By Tim Masters Entertainment correspondent, BBC News
Observant chart watchers may have noticed an unfamiliar - and unusual - name in the UK top 30 album chart this week.
Among a flurry of new entries from Peter Andre, Jay-Z, Pixie Lott and David Gray is an album by a band that has been around longer than any of them: Porcupine Tree.
If you see someone in the NME talk about progressive rock it's not immediately followed by a snigger. Although largely unknown to mainstream audiences, the Grammy-nominated band's 10th studio album The Incident went straight in at number 23.
No mean feat considering The Incident is a 55-minute song cycle in 14 parts.
Along with Muse's entry straight into the number one slot, it's a combined assault on the charts by two bands who are often tagged "progressive rock".
"I have less on an issue with the word 'progressive' than I did even five years ago," says Steven Wilson, Porcupine Tree's founder and frontman.
"I think it's been legitimised again.
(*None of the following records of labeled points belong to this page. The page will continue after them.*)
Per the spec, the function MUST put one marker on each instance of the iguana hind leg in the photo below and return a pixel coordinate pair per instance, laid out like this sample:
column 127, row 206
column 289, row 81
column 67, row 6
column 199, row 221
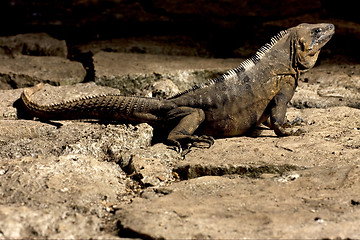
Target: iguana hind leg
column 182, row 133
column 278, row 120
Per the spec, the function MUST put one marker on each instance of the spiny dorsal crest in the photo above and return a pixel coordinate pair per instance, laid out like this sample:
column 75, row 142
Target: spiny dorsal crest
column 245, row 65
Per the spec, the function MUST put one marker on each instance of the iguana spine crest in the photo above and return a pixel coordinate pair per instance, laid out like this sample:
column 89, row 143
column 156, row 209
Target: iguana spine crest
column 244, row 66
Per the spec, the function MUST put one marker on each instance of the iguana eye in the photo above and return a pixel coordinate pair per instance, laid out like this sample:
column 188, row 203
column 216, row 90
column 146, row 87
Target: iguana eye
column 316, row 31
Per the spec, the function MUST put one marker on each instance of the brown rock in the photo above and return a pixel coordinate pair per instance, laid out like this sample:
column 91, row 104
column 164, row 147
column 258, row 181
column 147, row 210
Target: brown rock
column 23, row 71
column 34, row 44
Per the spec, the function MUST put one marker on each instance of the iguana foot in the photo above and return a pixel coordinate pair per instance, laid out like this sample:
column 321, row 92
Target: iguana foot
column 298, row 121
column 191, row 141
column 281, row 132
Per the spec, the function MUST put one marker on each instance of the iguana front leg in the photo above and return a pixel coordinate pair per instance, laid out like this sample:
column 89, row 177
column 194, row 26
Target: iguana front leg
column 182, row 133
column 278, row 107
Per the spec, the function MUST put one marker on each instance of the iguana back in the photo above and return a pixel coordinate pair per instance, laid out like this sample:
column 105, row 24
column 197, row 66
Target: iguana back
column 230, row 105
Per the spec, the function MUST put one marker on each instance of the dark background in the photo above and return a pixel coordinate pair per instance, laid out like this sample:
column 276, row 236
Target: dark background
column 226, row 28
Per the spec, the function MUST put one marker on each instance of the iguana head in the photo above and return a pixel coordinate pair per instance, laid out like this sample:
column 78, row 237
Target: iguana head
column 308, row 41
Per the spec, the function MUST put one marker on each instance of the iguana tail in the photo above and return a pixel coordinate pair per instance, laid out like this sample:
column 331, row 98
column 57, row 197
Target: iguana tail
column 111, row 107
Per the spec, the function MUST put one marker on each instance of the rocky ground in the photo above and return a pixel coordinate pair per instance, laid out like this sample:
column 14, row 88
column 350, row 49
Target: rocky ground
column 90, row 179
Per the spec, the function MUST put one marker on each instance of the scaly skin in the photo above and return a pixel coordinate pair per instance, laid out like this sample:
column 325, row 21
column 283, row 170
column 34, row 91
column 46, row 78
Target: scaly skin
column 258, row 89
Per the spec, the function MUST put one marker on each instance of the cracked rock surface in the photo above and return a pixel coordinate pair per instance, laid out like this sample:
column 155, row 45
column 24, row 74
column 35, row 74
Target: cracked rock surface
column 90, row 179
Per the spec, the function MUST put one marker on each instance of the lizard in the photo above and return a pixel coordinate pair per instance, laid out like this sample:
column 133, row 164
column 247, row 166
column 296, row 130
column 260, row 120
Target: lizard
column 255, row 92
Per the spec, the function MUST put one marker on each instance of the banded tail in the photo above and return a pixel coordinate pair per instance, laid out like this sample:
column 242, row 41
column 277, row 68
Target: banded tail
column 111, row 107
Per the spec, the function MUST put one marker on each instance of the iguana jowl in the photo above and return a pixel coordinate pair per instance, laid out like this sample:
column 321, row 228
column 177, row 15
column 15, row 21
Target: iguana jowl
column 230, row 105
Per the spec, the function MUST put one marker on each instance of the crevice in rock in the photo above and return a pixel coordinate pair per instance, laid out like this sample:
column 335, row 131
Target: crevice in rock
column 86, row 59
column 125, row 232
column 186, row 172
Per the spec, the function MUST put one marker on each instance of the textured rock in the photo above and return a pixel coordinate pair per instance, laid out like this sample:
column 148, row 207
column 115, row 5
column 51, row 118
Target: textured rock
column 329, row 84
column 317, row 204
column 332, row 135
column 48, row 196
column 131, row 73
column 23, row 71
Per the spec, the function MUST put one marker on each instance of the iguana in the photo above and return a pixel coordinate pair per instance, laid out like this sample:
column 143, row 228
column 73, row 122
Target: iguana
column 231, row 105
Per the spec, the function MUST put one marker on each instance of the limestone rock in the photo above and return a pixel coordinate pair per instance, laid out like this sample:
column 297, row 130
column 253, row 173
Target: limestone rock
column 24, row 71
column 131, row 73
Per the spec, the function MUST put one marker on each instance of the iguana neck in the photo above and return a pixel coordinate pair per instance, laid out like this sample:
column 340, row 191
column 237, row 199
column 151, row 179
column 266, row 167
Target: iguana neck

If you see someone in the NME talk about progressive rock it's not immediately followed by a snigger."
Wilson is currently in the US where Porcupine Tree have just embarked on the first leg of a world tour which will see the them playing The Incident in full every night.
"It's not an easy piece to pull off live," says Wilson. "In the first 15 minutes I have five or six instrument changes. It's getting better. I'm sure by the time we hit Europe we'll be able to pull it off beautifully!"
Porcupine Tree started life as a creative project for Wilson in 1987 - in Hemel Hempstead.
It wasn't until 1993 that a full band was in place, including keyboardist Richard Barbieri - formerly of 80s art rockers Japan.
The current line-up of Porcupine Tree is completed by Gavin Harrison (drums) and Colin Edwin (bass).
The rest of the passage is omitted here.